The growth of downloading technology has received lots of media coverage. But not enough attention has been directed to this more benign Internet prospect: instead of manufacturing thousands of discs and getting them into stores, the record companies will increasingly take orders online, burn copies of the requested CD's and mail them.

This mode of operating has already salvaged Composers Recordings Inc., the scrappy nonprofit label that for 48 years maintained the most eclectic and adventurous catalog of contemporary classical music. Though that company folded in April, its catalog was taken over by another nonprofit, New World Records, which has promised to make the entire catalog available by burning to order, complete with printouts of the liner notes.

Here is my rock-solid prediction, though it comes with no deadline: the major labels will set up their own custom-made CD ventures. The move makes financial sense and will allow companies to keep their entire back catalogs in circulation, including oddball specialty items.

Still, consumers will have to adjust to new realities. Custom-burned CD's are not likely to come with fancy packaging. Serious collectors who are running out of shelf space at home have begun jettisoning the hard plastic jewel boxes, slip their CD's into soft plastic envelops and store them in file boxes. After all, a CD is essentially a plastic-coated floppy disk. Maybe we will have to start treating them that way.

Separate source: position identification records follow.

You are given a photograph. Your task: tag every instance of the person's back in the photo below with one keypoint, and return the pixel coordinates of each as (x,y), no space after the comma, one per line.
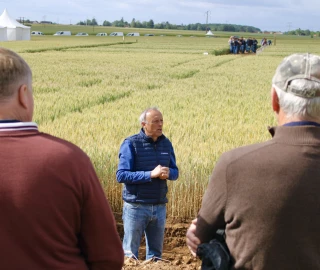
(266,196)
(271,205)
(54,213)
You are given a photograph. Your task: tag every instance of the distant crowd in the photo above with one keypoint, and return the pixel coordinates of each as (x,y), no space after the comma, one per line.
(241,45)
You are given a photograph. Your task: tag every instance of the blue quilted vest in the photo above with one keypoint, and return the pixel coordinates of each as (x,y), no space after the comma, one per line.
(148,155)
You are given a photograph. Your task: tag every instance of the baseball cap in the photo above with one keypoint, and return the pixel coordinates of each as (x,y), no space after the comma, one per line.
(298,66)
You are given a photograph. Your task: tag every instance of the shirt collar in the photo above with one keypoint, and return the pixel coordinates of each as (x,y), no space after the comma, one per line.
(15,125)
(302,123)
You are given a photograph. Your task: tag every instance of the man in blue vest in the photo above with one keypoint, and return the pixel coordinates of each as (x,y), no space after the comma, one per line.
(146,162)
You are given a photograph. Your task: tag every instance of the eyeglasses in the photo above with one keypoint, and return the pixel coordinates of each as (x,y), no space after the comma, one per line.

Despite the greed and bungling of so many recording executives, these companies still have top-level employees who care about classical music and want to deliver it to appreciative consumers.

If the classical divisions of the major labels totter, as Mr. Lebrecht predicts, so be it. Smaller companies and emerging technologies will offer new solutions. Seems naïve? Well, classical music could use a few Pollyannas right now. It already has a Cassandra.